SIgn up for Rev tour

A sign at Buttermilk for the Revolution Tour at the Aspen Open directs competitors to registration. Practice started Sunday for freeski and snowboard events that kick off today and continue through Friday.


The Revolution has begun

About 200 competitors are anticipated over five days of competition for the Revolution “Rev” Tour at Aspen Snowmass Open, said Sarah Emery, event manager for U.S. Ski and Snowboard.

Training kicked off Sunday at Buttermilk and competition shifts into high gear Monday with men’s freeski slopestyle qualifications from 10:30 a.m. until 12:30 p.m. and the finals starting at 2:30 p.m.

Halfpipe freeskiers have their day on Tuesday, with men’s qualifications at 10:30 a.m. and the finals at 4 p.m. Snowboard slopestyle for men and women begins at 8:45 a.m. on Wednesday with qualifications followed immediately by finals for women and men’s finals at 2:15 p.m.

Thursday features snowboard halfpipe for men, qualifications in the morning and finals starting at 2:30 p.m. while on Friday the focus is snowboard big air for men and women, starting at 9:15 a.m. with qualifications.

This is the 17th year for the Rev Tour, a stepping stone qualification event for athletes aged 13 to 19 years, who utilize many of the same courses used by X Games Aspen athletes. The venue will also host the FIS World Championships beginning March 8.

What happens after a wildfire?

On Thursday from 6 to 7:30 p.m., Roaring Fork Conservancy in Basalt will host a speaker as part of its Brooksher Watershed Institute whose presentations will address our most precious resource, water.
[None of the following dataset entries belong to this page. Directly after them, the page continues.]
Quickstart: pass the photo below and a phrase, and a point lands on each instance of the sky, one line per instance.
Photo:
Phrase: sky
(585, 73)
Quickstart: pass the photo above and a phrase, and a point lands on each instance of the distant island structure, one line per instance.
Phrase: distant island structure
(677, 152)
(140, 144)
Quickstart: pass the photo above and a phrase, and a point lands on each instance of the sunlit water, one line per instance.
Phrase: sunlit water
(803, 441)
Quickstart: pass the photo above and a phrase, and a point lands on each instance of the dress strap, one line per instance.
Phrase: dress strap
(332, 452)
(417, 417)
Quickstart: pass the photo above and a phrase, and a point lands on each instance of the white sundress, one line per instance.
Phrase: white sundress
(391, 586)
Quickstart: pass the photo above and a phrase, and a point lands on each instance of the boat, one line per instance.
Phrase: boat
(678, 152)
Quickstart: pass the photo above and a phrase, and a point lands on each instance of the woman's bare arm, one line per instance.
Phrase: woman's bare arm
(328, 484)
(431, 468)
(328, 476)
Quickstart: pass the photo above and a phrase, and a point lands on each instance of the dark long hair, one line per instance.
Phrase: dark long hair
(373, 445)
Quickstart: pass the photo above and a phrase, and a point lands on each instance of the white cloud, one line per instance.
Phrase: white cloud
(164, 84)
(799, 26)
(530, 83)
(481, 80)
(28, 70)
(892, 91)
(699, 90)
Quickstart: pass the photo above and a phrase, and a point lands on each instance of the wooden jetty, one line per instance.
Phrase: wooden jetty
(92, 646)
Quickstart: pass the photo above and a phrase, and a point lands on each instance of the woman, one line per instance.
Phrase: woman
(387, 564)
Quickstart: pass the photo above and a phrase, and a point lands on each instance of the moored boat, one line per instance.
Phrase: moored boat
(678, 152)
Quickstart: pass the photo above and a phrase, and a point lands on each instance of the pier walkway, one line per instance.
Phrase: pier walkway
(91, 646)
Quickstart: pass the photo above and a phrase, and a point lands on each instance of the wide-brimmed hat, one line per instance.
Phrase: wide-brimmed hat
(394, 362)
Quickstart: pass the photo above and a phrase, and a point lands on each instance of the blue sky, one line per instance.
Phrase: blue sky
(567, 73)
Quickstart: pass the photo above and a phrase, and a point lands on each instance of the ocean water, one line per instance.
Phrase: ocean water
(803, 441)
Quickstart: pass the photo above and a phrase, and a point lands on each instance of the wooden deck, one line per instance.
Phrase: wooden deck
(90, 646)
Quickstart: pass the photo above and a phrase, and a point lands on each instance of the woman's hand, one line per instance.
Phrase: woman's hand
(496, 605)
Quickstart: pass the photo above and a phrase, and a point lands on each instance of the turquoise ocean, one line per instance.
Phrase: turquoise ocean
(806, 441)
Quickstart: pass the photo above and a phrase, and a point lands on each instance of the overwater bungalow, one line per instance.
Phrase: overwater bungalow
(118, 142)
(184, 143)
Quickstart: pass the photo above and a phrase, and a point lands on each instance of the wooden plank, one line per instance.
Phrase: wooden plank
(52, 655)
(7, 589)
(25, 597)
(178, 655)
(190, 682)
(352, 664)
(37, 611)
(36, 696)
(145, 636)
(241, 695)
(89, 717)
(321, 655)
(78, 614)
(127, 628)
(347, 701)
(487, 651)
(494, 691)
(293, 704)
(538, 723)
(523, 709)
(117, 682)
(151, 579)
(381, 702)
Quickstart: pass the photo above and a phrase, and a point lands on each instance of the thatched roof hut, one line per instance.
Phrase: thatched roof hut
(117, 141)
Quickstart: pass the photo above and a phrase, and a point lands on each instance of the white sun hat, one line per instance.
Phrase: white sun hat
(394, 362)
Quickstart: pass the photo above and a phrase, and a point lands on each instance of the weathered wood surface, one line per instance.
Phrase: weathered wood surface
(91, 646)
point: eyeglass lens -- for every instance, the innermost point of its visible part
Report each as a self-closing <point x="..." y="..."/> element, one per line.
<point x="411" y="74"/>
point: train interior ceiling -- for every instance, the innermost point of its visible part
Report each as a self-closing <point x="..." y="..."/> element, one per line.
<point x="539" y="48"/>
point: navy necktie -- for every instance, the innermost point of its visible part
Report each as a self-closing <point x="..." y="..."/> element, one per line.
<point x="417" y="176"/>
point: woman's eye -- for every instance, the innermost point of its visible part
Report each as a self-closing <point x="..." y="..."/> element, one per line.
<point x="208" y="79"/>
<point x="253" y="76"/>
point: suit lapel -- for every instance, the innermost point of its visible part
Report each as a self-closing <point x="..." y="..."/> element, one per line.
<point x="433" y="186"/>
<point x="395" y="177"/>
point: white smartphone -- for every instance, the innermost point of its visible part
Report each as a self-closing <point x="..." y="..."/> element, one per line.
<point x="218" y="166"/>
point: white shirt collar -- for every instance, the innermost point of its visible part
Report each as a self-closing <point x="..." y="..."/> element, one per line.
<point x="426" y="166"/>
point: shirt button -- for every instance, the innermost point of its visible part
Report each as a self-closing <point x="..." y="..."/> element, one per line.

During “Grizzly Creek Wildfire — Estimating Post-Fire Watershed Response,” a free, virtual presentation via Zoom, hydrologic engineer Steve Hunter will discuss current water-related issues at the local, state and regional levels as well as provide opportunities for dialogue about what happens after a wildfire. Spoiler alert? There are three phases of wildfire restoration.

Before recently joining the city of Aspen, Hunter was a former Burned Area Emergency Response (BAER) coordinator and specialist on the White River National Forest, according to Roaring Fork Conservancy. He continues to work with the U.S. Forest Service and Bureau of Land Management on wildfires, including Grizzly Creek, which happened in 2020.